Biological Control uses potential natural antagonists of plant diseases and plant pests. Interactions of pests and their antagonists as well as their efficacy are investigated.
Crop pests and pathogens and their natural antagonists can interact with each other in many ways and at different levels, e.g. on molecular, cellular, organismic, population dynamical or evolutionary level. Each level of this reciprocal relationship influences the effect of an antagonist. This may be instantly visible in laboratory, greenhouse and field experiments or in the long term, when a pest or pathogen adapts to the respective antagonists and develops resistance. Only a deeper understanding of these interactions allows utilizing the full potential of natural antagonistic organisms and natural products. Therefore, the elucidation of the mode of action of antagonists and natural products is the basis for any new development of biological control strategies.
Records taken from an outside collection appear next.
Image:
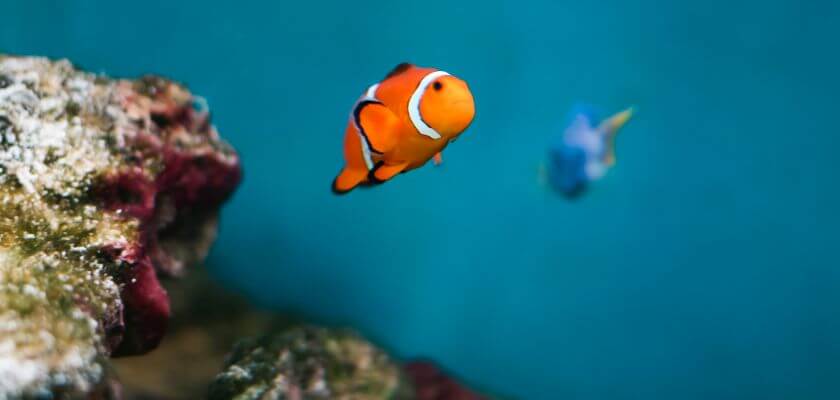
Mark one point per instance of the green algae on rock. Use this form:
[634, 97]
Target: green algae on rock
[93, 176]
[309, 363]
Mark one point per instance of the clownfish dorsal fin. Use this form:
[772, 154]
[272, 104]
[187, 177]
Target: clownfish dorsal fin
[399, 69]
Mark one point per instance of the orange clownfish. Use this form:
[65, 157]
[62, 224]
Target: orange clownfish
[402, 122]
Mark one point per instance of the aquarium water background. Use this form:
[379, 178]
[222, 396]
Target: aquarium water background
[703, 266]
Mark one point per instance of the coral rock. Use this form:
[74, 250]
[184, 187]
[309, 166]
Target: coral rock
[309, 363]
[104, 186]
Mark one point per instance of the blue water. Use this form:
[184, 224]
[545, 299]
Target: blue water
[704, 266]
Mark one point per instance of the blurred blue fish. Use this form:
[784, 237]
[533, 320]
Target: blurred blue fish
[584, 152]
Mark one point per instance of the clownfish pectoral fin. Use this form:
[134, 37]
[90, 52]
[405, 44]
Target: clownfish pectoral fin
[348, 179]
[610, 128]
[379, 125]
[385, 172]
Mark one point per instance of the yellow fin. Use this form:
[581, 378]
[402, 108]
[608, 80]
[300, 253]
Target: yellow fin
[610, 127]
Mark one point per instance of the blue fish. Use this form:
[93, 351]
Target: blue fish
[584, 152]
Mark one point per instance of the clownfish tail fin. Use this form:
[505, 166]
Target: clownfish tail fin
[348, 179]
[610, 127]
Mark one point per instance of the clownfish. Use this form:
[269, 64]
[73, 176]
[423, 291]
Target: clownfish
[584, 152]
[401, 123]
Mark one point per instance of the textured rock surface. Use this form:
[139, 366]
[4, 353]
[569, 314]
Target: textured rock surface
[104, 184]
[309, 363]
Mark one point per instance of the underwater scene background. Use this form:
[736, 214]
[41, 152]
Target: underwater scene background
[703, 266]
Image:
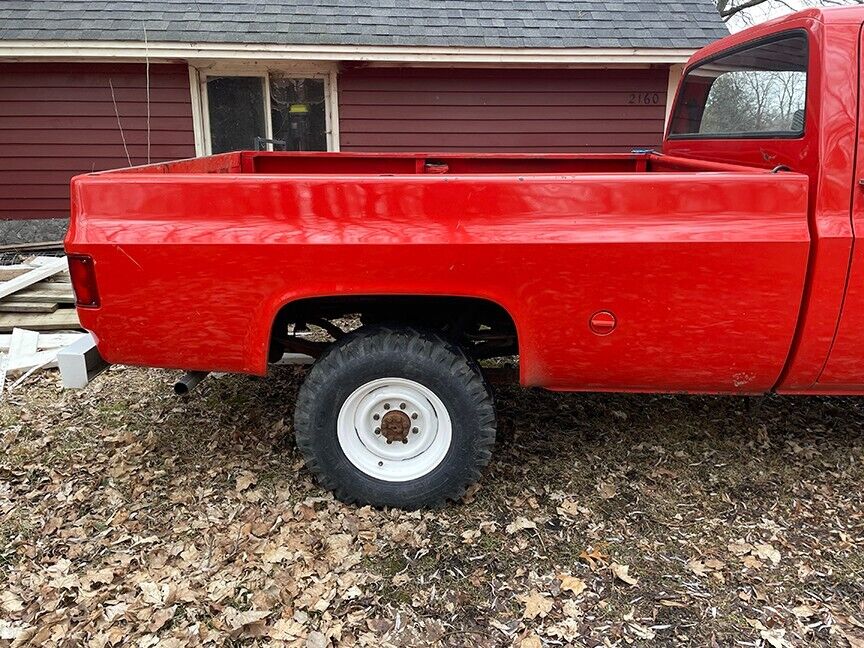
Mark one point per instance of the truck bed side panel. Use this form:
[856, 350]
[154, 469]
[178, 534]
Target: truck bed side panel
[704, 271]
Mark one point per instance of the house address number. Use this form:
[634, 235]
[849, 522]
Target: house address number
[644, 98]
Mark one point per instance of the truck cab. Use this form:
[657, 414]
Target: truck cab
[785, 95]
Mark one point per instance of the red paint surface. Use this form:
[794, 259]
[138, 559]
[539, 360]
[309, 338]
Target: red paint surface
[722, 278]
[677, 257]
[413, 109]
[58, 120]
[827, 155]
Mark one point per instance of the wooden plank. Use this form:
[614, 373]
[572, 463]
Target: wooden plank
[61, 319]
[16, 270]
[25, 307]
[43, 292]
[46, 340]
[28, 279]
[12, 271]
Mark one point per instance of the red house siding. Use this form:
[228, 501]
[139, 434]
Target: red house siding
[384, 109]
[58, 120]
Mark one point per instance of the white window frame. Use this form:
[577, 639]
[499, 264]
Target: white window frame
[199, 73]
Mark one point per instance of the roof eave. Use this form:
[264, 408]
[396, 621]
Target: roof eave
[91, 50]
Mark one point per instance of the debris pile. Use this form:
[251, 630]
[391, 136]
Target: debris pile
[36, 301]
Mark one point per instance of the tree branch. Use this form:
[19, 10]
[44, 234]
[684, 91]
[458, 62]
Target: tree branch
[727, 12]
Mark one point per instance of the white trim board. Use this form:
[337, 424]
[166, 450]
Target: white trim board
[160, 51]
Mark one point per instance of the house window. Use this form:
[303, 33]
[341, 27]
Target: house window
[275, 111]
[236, 106]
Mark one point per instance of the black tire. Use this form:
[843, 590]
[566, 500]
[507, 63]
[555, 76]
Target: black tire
[372, 353]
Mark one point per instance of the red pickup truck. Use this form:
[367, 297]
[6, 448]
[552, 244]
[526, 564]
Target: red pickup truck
[727, 263]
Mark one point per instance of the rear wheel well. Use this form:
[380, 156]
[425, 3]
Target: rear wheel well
[482, 327]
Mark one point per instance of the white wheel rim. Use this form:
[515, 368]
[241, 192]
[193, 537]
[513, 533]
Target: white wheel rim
[426, 440]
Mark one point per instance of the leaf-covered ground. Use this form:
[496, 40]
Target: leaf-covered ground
[130, 517]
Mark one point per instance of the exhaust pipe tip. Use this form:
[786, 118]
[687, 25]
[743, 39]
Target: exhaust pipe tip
[189, 381]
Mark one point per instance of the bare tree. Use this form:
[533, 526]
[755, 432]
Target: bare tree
[743, 9]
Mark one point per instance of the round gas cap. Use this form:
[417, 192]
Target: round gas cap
[602, 323]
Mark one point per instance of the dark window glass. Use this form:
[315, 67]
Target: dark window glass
[755, 92]
[297, 113]
[236, 106]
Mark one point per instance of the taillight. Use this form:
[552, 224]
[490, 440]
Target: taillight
[83, 280]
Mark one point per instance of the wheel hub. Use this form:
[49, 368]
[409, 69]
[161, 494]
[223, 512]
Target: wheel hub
[394, 429]
[395, 426]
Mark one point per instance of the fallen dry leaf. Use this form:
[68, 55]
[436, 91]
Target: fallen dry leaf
[520, 524]
[622, 573]
[767, 552]
[536, 605]
[572, 584]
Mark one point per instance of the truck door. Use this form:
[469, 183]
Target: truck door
[844, 369]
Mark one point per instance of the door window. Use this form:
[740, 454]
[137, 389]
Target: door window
[758, 91]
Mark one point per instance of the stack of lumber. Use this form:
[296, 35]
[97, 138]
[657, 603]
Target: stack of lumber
[37, 295]
[24, 352]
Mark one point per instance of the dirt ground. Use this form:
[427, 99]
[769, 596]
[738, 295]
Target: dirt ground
[130, 517]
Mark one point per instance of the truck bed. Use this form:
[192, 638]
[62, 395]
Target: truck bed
[366, 164]
[702, 264]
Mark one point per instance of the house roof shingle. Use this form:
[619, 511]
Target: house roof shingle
[448, 23]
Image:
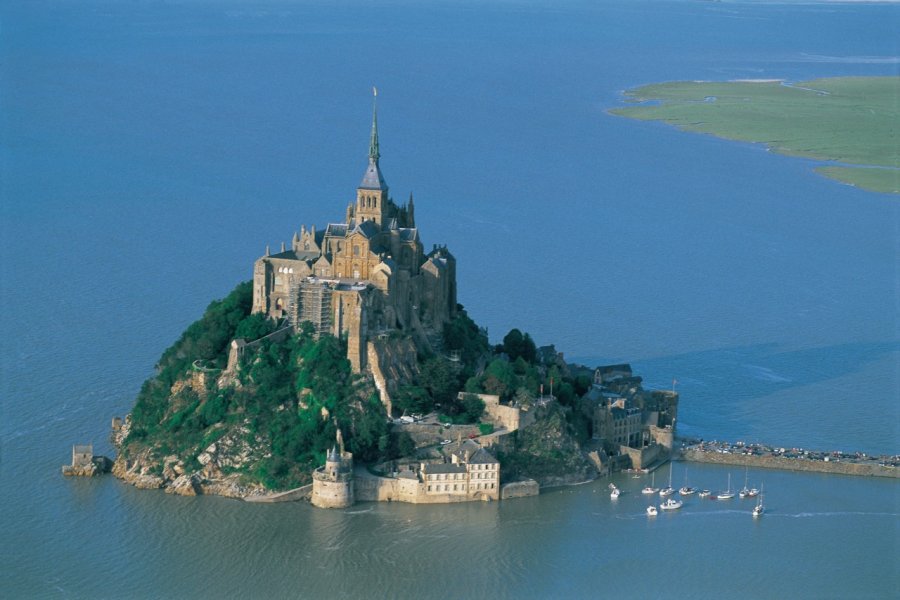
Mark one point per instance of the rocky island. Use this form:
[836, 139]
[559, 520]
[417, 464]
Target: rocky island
[346, 370]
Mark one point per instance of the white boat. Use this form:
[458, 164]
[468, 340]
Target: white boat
[747, 492]
[668, 490]
[671, 504]
[759, 509]
[727, 494]
[687, 490]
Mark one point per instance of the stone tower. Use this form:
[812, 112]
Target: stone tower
[372, 193]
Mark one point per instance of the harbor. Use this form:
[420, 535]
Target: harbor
[790, 459]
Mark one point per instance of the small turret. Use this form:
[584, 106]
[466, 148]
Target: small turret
[410, 212]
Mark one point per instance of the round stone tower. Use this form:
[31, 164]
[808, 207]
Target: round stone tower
[333, 483]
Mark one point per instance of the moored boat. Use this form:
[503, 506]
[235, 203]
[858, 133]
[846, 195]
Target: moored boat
[759, 509]
[668, 490]
[727, 494]
[671, 504]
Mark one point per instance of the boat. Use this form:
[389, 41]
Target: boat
[727, 494]
[747, 492]
[759, 508]
[671, 504]
[687, 490]
[668, 490]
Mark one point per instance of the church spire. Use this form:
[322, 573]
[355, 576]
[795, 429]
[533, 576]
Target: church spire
[373, 179]
[374, 154]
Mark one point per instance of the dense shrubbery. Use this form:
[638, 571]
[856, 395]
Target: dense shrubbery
[205, 339]
[294, 394]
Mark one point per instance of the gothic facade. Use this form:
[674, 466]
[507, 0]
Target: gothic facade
[363, 277]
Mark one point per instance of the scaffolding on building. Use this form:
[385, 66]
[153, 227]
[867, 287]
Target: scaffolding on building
[310, 300]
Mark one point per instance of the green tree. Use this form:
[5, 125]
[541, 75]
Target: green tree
[436, 376]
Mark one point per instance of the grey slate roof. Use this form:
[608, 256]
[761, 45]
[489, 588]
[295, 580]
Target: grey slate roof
[368, 228]
[373, 180]
[482, 457]
[336, 230]
[445, 468]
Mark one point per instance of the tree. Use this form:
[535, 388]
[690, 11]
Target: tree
[473, 407]
[516, 344]
[438, 378]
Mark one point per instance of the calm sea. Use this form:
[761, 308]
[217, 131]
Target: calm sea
[150, 150]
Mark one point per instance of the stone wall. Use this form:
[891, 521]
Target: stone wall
[332, 494]
[642, 458]
[790, 464]
[519, 489]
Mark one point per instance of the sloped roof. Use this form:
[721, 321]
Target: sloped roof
[445, 468]
[373, 180]
[336, 230]
[367, 228]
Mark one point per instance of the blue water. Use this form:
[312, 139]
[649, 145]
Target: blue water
[150, 151]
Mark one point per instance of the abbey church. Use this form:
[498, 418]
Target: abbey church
[363, 278]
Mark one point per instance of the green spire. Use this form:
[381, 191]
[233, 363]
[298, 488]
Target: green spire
[374, 154]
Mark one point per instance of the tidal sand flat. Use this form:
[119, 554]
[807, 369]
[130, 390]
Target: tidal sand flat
[850, 121]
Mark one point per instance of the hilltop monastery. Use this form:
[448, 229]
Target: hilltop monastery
[363, 277]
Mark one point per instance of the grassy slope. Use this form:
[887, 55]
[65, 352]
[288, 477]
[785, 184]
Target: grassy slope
[852, 120]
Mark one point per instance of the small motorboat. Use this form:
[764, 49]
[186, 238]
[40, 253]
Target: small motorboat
[671, 504]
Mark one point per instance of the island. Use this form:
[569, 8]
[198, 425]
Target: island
[347, 371]
[848, 122]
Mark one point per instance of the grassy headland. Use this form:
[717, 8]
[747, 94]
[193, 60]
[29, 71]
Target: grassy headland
[847, 120]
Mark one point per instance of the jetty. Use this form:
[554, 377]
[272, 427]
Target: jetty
[791, 459]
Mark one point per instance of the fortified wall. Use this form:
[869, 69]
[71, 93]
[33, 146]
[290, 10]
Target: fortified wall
[363, 277]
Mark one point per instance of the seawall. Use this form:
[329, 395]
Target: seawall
[790, 464]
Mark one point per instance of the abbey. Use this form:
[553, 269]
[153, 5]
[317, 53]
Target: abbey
[364, 277]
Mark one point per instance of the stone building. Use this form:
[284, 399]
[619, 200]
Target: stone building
[362, 277]
[472, 473]
[333, 482]
[628, 420]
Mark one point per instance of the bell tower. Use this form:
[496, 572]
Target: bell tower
[371, 195]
We conduct microscopic investigations on insects and isolate microorganisms and viruses from their tissues, with the aim to use these agents for insect pest control. The discovery and diagnosis of natural pathogens of insects are therefore the basis for the development, optimization and monitoring of bio-control methods.
Dr. Regina Kleespies
Insect viruses are among the most specific and most environmentally friendly plant protection products at all. They are fully harmless to humans and the environment, but of resounding efficacy against certain caterpillars, such as the codling moth.
Prof. Dr. Johannes Jehle
Dr. Jörg Wennmann
Insect pests may also suffer from bacterial and fungal infections. For more than a century these agents have been explored for their service in plant protection. Several commercial insect pathogenic bacteria and fungi were discovered at our Institute. Their use in plant protection practice increases progressively.
Various fungi can be used as so-called endophytes living in plants without causing pathogenic symptoms. We try to establish insect pathogenic fungi as endophytes in different crops and finally in their seeds. Thus, both insect pests and plant diseases could be controlled. To prove endophytic growth, both microscopic and molecular methods are developed.
Dr. Regina Kleespies
Dr. Dietrich Stephan
Plant extracts and other natural products are used against pest insects and fungal or bacterial plant diseases. These substances may have a direct effect on the pathogens, thus causing their death or inhibiting their reproduction. Another mechanism of action is based on the strengthening of plant immune response. As a consequence, they can defend themselves against pathogens. Our Institute performs research on the various mechanisms of action.
Dr. Annegret Schmitt
Beneficial insects and mites prey or parasitize pests. A key point is that these beneficials utilize the target pests preferably as prey or host and overcome their defense reactions. These specific traits must be preserved, e.g. in commercially grown mass rearings for the use of beneficials at large scale. We develop methods to assess the quality of beneficial organisms and to optimize them. Also important are potential interactions of the selected beneficials among each other and also with other predators or parasites, as they are also part of food webs in the farming system.